Da es sich von den Fußwegen und den Fahrzeiten anbot, holten wir am kommenden Morgen das Auto per Bahn aus Prenzlau nach, wofür wir keine Stunde benötigten und konnten so ohne Gepäck weiterfahren. Der nächste Streckenabschnitt wurde zudem deutlich breiter und tiefer. Zunächst brachten wir die Kajaks einige hundert Meter auf den Bootswagen zur Einsatzstelle hinter dem Pasewalker Mühlenwehr und kamen einen Kilometer später beim nächsten Wehr mit der ersten Bootsgasse des Tages in Berührung-harmlos! Spannender wurde schon die nächste, bei der wir richtig ins Sausen kamen-juchuu! Die Ufer wurden zunehmend waldiger, was schön anzusehen war und beim Nächsten, renaturierten Wehr bei Liepe, trugen wir mal wieder um. Die dortige Bootsgasse war nicht besonders Bootsschonend zu nutzen. Bei einer ausgiebigen Pause in Torgelow machten wir uns mit der dortigen Umtragemöglichkeit vertraut. Diese führt über privates Gelände und ist wegen randalierender Jugendlicher abgeschlossen. Aber nur wenige Minuten nach einem Anruf kam der zuständige Herr und machte ein Durchqueren möglich.

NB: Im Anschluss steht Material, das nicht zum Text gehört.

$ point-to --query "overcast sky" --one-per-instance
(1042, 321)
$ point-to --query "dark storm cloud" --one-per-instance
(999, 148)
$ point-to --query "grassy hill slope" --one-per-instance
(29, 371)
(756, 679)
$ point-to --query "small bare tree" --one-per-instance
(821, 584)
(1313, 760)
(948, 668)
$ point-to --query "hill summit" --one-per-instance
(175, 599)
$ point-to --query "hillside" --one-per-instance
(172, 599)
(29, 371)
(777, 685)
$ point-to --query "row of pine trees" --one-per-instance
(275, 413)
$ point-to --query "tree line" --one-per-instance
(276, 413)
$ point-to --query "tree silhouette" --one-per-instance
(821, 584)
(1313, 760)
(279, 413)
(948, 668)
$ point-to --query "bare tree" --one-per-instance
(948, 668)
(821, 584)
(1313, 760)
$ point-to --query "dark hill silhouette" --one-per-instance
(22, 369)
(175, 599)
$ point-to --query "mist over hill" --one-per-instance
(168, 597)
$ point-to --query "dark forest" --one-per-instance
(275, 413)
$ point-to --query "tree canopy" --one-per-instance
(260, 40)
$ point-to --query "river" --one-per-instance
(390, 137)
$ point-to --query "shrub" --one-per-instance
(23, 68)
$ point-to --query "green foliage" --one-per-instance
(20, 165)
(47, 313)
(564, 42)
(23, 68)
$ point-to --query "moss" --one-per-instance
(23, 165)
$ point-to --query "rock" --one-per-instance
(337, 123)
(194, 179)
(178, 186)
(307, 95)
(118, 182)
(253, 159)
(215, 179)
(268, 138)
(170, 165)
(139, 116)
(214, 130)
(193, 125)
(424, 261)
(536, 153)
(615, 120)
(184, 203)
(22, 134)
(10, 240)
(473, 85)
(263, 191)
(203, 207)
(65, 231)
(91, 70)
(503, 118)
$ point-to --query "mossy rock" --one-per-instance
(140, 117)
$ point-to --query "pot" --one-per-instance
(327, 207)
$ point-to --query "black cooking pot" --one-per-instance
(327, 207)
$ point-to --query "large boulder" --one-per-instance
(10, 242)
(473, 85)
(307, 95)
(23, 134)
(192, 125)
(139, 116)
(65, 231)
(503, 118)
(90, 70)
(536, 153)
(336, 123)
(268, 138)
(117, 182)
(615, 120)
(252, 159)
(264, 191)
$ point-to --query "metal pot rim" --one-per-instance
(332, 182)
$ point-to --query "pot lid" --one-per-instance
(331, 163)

Leider ist die Treidelstrecke der um 2014 angelegten Anlage nur teilweise zu nutzen, im zweiten Abschnitt ist kaum Wasser vorhanden und sie ist sehr zugwachsen, so dass wir einige Zeit beschäftigt waren. Eine interessante Anlage ist das auf jeden Fall.

Ab dann hatten wir freie Fahrt. Vorbei ging es an Eggesin, das nicht direkt an den Ufern der Uecker liegt bis nach: Ueckemünde! Und plötzlich fühlte sich alles ganz maritim an, denn ein Segelboot liegt am nächsten. In dieser nur zweitägigen Reise wandelt sich der Charakter des Gewässers enorm. Gut unterkommen konnten wir beim Yachtclub Ueckermünde, wo für Zelte eine riesige Wiese zur Verfügung steht. Den hübschen Ort erkundeten wir im Anschluss und konnten mit Blick aufs Wasser im Restaurant lecker zu Abend essen.

Bei kräftigem Wind lockte es uns am nächsten Tag noch einmal die letzten knapp zwei Kilometer bis zur Mündung ins Kleine Haff zu fahren und auch auf diesem noch eine Runde zu drehen, bevor wir Abschied nehmen mussten- und bestimmt einmal wiederkommen.